The study has some limitations that need to be considered. Resilience was measured with a composite score based on five measures concerning both positive and negative aspects of caregiving or current life situation. A percentage score was calculated to give equal weight to each of the five measures; however, correlations between the composite score and individual constituent parts suggest that the overall resilience score was less related to stressful life events than to other measures. This may be due to the ten selected stressful life events that were included; a third of the sample reported experiencing none of these stressful life events in the year prior to assessment and 60% had only experienced either one or two of these stressful life events. The resilience composite measure therefore may be more influenced by caregiver stress and role captivity than stressful life events. Creating a percentage score for each constituent measure prior to calculating an overall percentage score was intended to give equal weight to the five measures and to mitigate the effect any one measure had on the resilience score. A further limitation is that the study focused on caregivers of people with mild-to-moderate dementia. It may be harder to identify resilience in caregivers of this group where the demands of caregiving are relatively lower than for caregivers of people with more advanced dementia whose needs are greater [47]. Investigating resilience in caregivers as dementia severity increases would demonstrate whether there is a concomitant change in resilience as dementia severity increases.

Conclusion

The present study found that there are factors relating to the caregiver and to the person with dementia that affect how resilient a dementia caregiver may be. It is apparent that caregiver resilience is not solely due to the personal assets and resources of the caregiver but may also be affected by the level of dependence of the person with dementia.

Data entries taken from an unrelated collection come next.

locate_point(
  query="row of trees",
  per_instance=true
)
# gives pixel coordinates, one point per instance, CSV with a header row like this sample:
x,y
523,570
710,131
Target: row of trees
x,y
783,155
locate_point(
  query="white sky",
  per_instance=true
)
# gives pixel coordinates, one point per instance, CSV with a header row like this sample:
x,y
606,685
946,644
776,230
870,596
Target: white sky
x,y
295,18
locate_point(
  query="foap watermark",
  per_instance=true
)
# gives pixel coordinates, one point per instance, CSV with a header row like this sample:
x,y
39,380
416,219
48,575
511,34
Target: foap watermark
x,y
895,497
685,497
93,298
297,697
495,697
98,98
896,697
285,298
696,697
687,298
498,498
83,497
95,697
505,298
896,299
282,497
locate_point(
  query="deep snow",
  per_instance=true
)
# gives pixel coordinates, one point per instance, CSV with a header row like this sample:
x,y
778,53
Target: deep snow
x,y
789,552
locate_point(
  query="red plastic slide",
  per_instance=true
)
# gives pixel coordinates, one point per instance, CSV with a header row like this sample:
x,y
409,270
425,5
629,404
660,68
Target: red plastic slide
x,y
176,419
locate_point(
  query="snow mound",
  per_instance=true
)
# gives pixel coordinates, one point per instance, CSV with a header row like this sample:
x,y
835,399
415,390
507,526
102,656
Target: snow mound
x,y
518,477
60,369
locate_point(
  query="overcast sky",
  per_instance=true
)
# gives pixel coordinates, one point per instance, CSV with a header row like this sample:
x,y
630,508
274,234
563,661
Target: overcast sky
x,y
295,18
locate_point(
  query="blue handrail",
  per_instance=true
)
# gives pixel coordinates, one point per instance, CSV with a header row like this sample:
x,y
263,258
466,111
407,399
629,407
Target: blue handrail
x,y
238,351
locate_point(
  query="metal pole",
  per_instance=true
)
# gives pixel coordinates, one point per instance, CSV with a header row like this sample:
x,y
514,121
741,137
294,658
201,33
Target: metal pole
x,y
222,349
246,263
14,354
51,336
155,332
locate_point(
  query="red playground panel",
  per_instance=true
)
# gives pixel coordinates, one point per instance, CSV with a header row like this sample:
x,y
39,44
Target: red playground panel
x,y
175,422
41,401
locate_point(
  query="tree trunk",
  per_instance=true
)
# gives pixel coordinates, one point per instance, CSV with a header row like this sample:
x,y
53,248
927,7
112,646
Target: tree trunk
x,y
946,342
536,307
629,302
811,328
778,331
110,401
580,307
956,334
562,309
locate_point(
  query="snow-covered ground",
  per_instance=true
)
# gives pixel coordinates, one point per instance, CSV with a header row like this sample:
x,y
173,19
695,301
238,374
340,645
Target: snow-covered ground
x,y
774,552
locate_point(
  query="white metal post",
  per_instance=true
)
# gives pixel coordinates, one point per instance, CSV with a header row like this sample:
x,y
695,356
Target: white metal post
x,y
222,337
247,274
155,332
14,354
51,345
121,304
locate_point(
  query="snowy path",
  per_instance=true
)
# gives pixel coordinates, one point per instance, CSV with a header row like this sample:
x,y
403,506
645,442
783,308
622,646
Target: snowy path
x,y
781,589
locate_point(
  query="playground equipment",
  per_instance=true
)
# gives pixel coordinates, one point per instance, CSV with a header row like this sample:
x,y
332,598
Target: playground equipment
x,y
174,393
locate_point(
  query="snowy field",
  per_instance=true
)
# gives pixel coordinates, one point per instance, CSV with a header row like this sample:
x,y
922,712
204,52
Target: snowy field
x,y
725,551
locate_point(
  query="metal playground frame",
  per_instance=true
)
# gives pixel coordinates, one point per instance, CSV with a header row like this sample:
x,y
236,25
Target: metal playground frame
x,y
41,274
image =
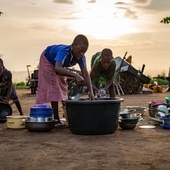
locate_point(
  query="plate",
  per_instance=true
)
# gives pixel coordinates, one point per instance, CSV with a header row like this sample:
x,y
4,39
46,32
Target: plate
x,y
165,126
147,127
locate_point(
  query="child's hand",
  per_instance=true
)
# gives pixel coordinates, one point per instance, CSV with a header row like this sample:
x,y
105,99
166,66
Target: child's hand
x,y
79,79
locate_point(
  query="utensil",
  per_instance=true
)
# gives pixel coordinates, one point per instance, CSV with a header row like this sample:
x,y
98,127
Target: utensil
x,y
76,92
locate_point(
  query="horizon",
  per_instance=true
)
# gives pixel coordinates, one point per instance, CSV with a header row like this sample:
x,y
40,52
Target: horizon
x,y
123,25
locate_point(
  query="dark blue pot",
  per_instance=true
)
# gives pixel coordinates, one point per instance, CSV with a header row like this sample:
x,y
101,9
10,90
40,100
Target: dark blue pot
x,y
41,111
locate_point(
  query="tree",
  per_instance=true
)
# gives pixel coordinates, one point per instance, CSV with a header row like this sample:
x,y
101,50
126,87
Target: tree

Findings suggest that caregivers with high levels of neuroticism and low subjective caregiver competence, and who are caregiving for people with dementia with more impaired functional ability and have more neuropsychiatric symptoms, could benefit from greater support or targeted interventions designed to foster resilience. The findings suggest that resilience in caregivers of people with mild-to-moderate dementia is nuanced and that resilience may not be the correct term to describe their situation. Future research is needed to delineate whether caregivers of people with mild-to-moderate dementia are generally more resilient or whether people with mild-to-moderate dementia have fewer difficulties thus requiring less need for caregivers to demonstrate resilience.